Awalnya Divya berkata ingin menguji Raga, tetapi pada kenyataannya menjadi beban pikiran untuknya. Ia menoleh pada Raynar yang memasukkan es krim ke dalam mulut. Ingin sekali menelepon Raga, hanya saja gengsi sudah di ujung langit dan rasa ingin menguji berada pada posisi satu di tujuan hidup.
Divya mengerang, sembari menggelengkan kepala untuk menghapus semua pikiran aneh di kepala.
“Kamu kenapa?” Permana menegur.
“Hm?” Divya menatap pria itu. “Nggak apa-apa.”
“Cerita,” kata pria itu, sedikit memaksa, “suamimu dan selingkuhannya berulah lagi?”
Divya menghela napas kasar, temannya itu sangat mudah menebak apa yang ada dalam kepalanya. “Bukan suamiku, tapi selingkuhannya. Aminah kabur dari rumah, dugaan sementara pergi ke Jakarta.”
“Kamu takut dia ketemu Raga?” tebak Permana.
Meskipun Divya mengelak, pada kenyataannya memang ia takut itu akan terjadi. “Ya ... mau gimana lagi, dia suamiku.”
Permana tersenyum. “Kalau dia balikan sama selingkuhannya, ada aku yang siap gantiin posisi dia.” Pria itu terdengar tenang mengatakan hal tersebut.
“Clov,” tegur Divya.
“Mumpung masih punya waktu sendiri, sebelum nikah. Pertunangan bisa dibatalkan, bukan?”
“Clov, aku nggak suka denger yang kayak gitu.” Divya mendengkus, wajahnya sudah tak enak dipandang.
“Aku serius, Div.”
“Aku udah nggak sendiri, Clov. Kamu harus ingat itu,” sela Divya, tegas.
“Suamimu sering main di belakang, kamu juga harus ingat itu.” Permana membalas.
Divya terdiam, ini bukan Clovis yang dikenalnya. Selama ini pria itu selalu menghormati dirinya yang sudah menikah, meski beberapa kali berkata akan ikut campur jika Raga berulah lagi. Namun, itu Divya tandai sebagai bentuk rasa sayang pada sahabat. Kali ini berbeda, Permana dengan terang-terangan mengajaknya untuk berkhianat.
“Kita coba dulu,” kata Permana.
“Anterin aku pulang, sekarang.” Divya bangkit dan meraih tasnya. “Kita pulang, Nak.” Ia menggendong Raynar.
{{{
Divya tidak menyangka Permana akan mengatakan hal itu. Selama sisa perjalanan di Denpasar, ia mendiamkan Permana. Pertemuan mereka hanya sampai di bandara, kemudian Divya dan Raynar pulang ke rumah dijemput oleh Pak Umas.

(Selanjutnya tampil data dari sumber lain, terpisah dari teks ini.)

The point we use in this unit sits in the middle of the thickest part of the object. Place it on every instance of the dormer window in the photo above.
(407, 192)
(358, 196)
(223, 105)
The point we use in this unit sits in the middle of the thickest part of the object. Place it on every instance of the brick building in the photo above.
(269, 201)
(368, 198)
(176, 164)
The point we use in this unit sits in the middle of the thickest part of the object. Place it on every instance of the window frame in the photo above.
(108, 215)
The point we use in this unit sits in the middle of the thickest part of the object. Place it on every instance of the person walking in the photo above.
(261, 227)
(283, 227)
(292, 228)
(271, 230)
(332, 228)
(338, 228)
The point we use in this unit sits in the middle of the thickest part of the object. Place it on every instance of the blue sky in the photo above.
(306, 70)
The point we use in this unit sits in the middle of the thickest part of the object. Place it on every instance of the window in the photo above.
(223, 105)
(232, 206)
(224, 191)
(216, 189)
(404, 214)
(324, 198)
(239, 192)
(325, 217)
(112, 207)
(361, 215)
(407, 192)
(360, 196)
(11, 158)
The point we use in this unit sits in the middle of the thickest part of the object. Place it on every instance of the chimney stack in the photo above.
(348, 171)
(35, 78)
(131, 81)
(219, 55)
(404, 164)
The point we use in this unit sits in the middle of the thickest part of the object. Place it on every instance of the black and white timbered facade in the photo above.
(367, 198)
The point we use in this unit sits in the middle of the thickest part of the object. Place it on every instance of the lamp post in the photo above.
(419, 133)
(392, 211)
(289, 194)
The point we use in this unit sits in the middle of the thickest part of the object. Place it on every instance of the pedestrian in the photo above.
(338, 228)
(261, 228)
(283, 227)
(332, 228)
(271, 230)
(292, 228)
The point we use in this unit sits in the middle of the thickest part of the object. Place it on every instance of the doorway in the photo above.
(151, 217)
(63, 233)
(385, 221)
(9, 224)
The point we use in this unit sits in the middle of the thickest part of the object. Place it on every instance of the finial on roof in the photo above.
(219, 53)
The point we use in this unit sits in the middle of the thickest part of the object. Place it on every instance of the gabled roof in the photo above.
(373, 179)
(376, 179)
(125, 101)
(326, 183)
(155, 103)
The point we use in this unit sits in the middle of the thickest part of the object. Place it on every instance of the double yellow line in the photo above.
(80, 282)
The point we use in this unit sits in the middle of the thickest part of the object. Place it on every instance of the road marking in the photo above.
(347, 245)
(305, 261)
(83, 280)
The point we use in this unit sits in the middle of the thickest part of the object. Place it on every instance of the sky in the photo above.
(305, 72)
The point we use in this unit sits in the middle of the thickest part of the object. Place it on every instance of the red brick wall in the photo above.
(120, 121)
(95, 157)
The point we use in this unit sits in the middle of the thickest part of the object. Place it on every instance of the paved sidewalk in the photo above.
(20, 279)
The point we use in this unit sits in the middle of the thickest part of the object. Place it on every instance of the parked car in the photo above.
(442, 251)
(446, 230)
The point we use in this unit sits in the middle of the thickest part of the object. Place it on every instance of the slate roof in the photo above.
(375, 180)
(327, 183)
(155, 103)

Sesampainya di rumah pada hari Minggu sore, seorang wanita berdiri di depan gerbang rumahnya, membuat Divya mengerutkan kening. Mungkin ia tak pernah melihat Aminah secara langsung, tetapi Divya bukan orang bodoh. Ia yakin itu adalah Aminah.
Mobil berhenti di sebelah wanita itu, Pak Umas menunggu Mbak Nur membuka gerbang, barulah setelah itu mobil masuk ke halaman rumah. Saat Divya menengok ke belakang, terlihat Mbak Nur menahan Aminah untuk masuk. Jelas sudah, Divya bisa membaca situasi. Ternyata Raga sudah memperingatkan kepada orang rumah untuk tidak mengizinkan Aminah masuk.
Divya hargai ketegasan suaminya, meski mungkin itu hanya gimik saja. Ia dan Raynar keluar dari mobil, dan bergegas masuk ke dalam rumah.
“Assalamualaikum! Kayla!” Divya memanggil putrinya itu.
“Mama!” sahut Kayla.
Terdengar langkah kaki berlari menuju Divya, dan itu langsung disambutnya dengan pelukan penuh rasa rindu.
“Mama bawa oleh-oleh?” tanya Kayla.
Setelah memeluk Divya, gadis kecil itu beralih memeluk Raynar. Betapa manisnya kedua anaknya itu yang saling mengobati rindu.
“Bawa dong,” Divya menjawab, “di koper, tapi Mama masih capek, Sayang.”
“Ya udah, istirahat dulu.” Kayla menggenggam tangan mama serta adiknya, dan mengajak ke ruang tengah. “Papa! Mama sama adik udah pulang!” teriaknya.
Divya bersiap menghadapi suaminya, sudah pasti Raga tidak akan memarahinya yang menonaktifkan ponsel selama di Denpasar, karena fokus suaminya sekarang adalah Aminah yang berada di depan rumah. Entah senang atau takut, itulah yang ingin Divya ketahui.
“Papa!” panggil Kayla lagi.
“Kita langsung ke kamar aja, adik sama Mama capek.”
Divya dan anak-anaknya menaiki anak tangga, di sana bisa dilihatnya Raga menunggu dengan kekalutan. Wajahnya benar-benar tidak bisa dikatakan santai.
“Div, Ma—”
Divya mengangkat tangan untuk menghentikan ucapan Raga. Ia belum ingin diganggu oleh suaminya dengan penjelasan yang tentu membela diri. Detik ini, Divya hanya ingin melepas rindu bersama Kayla dan istirahat sebentar. Nampaknya Raga langsung mengerti.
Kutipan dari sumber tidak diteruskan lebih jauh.